So you try to distract yourself. You get in bed and start reading an Etgar Keret short story. Let’s say you’re reading “The Flying Santinis.” You’re reading “The Flying Santinis” and you’re rubbing the stubble on your face. You follow the stubble from the cheek down the chin and to your neck and you feel another neck there. “Man,” you say to yourself, maybe even out loud, “I’m getting fat. Feel that double chin huh…” Yeah, you think to yourself. Sure do. And then you follow that neck line and something round and stringy starts sliding around under your fingers out of nowhere. Or rather out of somewhere inside you’ve never seen or thought about. And maybe you’re smart. So maybe you know that the area under the jaw in the neck there is rich with lymph nodes. And this feels like a swollen lymph node. Uh oh. And of course your mind illogically jumps to the conclusion. The worst possible one.
But you’re smart right?

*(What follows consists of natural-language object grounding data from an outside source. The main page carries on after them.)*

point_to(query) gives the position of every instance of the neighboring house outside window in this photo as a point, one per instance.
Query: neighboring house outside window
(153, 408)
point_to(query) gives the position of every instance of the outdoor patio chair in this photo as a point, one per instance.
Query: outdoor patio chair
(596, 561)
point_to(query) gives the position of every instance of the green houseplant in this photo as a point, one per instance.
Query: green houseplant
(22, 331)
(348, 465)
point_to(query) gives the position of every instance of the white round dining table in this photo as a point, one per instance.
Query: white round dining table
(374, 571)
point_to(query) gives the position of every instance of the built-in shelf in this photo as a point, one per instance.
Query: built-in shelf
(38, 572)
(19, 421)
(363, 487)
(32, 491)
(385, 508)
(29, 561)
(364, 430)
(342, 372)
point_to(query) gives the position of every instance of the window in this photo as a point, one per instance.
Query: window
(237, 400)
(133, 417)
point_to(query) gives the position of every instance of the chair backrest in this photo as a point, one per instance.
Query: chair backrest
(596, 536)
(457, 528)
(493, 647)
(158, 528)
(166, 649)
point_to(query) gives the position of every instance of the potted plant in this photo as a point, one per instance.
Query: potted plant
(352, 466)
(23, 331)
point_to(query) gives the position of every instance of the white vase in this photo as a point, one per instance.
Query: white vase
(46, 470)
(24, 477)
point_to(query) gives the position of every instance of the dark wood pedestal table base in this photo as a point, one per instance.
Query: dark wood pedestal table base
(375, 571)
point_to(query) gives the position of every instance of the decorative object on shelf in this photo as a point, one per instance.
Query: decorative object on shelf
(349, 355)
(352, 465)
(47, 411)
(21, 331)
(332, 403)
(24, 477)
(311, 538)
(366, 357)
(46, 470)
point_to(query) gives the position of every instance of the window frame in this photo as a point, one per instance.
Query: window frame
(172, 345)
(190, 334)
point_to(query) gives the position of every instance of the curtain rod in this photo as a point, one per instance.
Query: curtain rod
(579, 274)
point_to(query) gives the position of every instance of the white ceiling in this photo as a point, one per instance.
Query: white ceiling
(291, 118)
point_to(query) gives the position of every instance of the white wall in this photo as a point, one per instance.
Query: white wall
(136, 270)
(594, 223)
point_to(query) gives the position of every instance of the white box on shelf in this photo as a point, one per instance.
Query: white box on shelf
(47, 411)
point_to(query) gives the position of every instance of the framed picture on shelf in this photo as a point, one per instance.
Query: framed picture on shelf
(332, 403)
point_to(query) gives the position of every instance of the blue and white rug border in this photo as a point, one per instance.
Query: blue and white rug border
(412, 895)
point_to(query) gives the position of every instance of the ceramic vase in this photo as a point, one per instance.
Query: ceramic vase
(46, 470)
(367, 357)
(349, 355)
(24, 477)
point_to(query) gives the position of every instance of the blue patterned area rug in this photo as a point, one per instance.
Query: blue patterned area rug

And your amygdala has only just start releasing those glucocorticoids and you still have control over your prefrontal cortex executive function. So you apply logic and reasoning and tell yourself to relax. That it may not even be a swollen lymph node. That it could just be a tension knot or a benign cyst of some sort. And even if it IS a swollen lymph node, you say to yourself, maybe even out loud, even if it is a swollen lymph node, there are several reasons you know of and many more you don’t know of that could be the cause of it. Because even if you are smart, it’s not like you finished medical school. And even if you did finish medical school, it’s not like even a doctor can diagnose you just by looking at a lump. There’s gotta be blood tests and elevated markers and then a few confirmation exams to make sure those aren’t just false positives. I mean, hell, it could be a cold. Or it could be that painful pimple in the crevice between your nose and cheek that you popped this morning. Or the deep scratches on your back from that crazy bitch with droopy tits last night. Or even something else you don’t know about. Even if you are a really smart doctor. Maybe even an oncologist. But regardless, when it’s you, your brain, it always goes back to the cancer.
That’s just how it works. So there you are, reading about those crazy Santinis and suddenly your legs go weak and your stomach starts folding onto itself and your asshole starts to pulsate like you’re in love or after you have that first cigarette and coffee or the night before you take that final exam in the morning. The one you need to pass just to get the degree. Yeah that’s it. That final exam feeling. So you turn off the lights and you close your eyes and try to escape from today into tomorrow. But you can’t sleep. So you just lay there thinking about those Flying Santinis and why the kid would even want to join those nuts and risk his life up on the high wire in the first place. And in the end you fall asleep thinking about that boy whose grandfather died in the Holocaust, playing soccer in his Adidas shoes, feeling bad for buying German products. Because after all, your grandma survived the Holocaust too. Even when they sicced those German Shepherds on her and beat the fuck out of her with a wooden beam until it broke in half on her back and popped out her eyeball. And maybe that’s why your family never got you a puppy as a kid. Yeah. That’s why. And still, somehow, it all seems to make perfect sense to you. Maybe because you’re really smart. And a doctor. But either way, whether you are or you’re not, you should probably just go and get that thing checked out. Because maybe it’s just plain silly to keep guessing about whether it is or it isn’t. Isn’t it?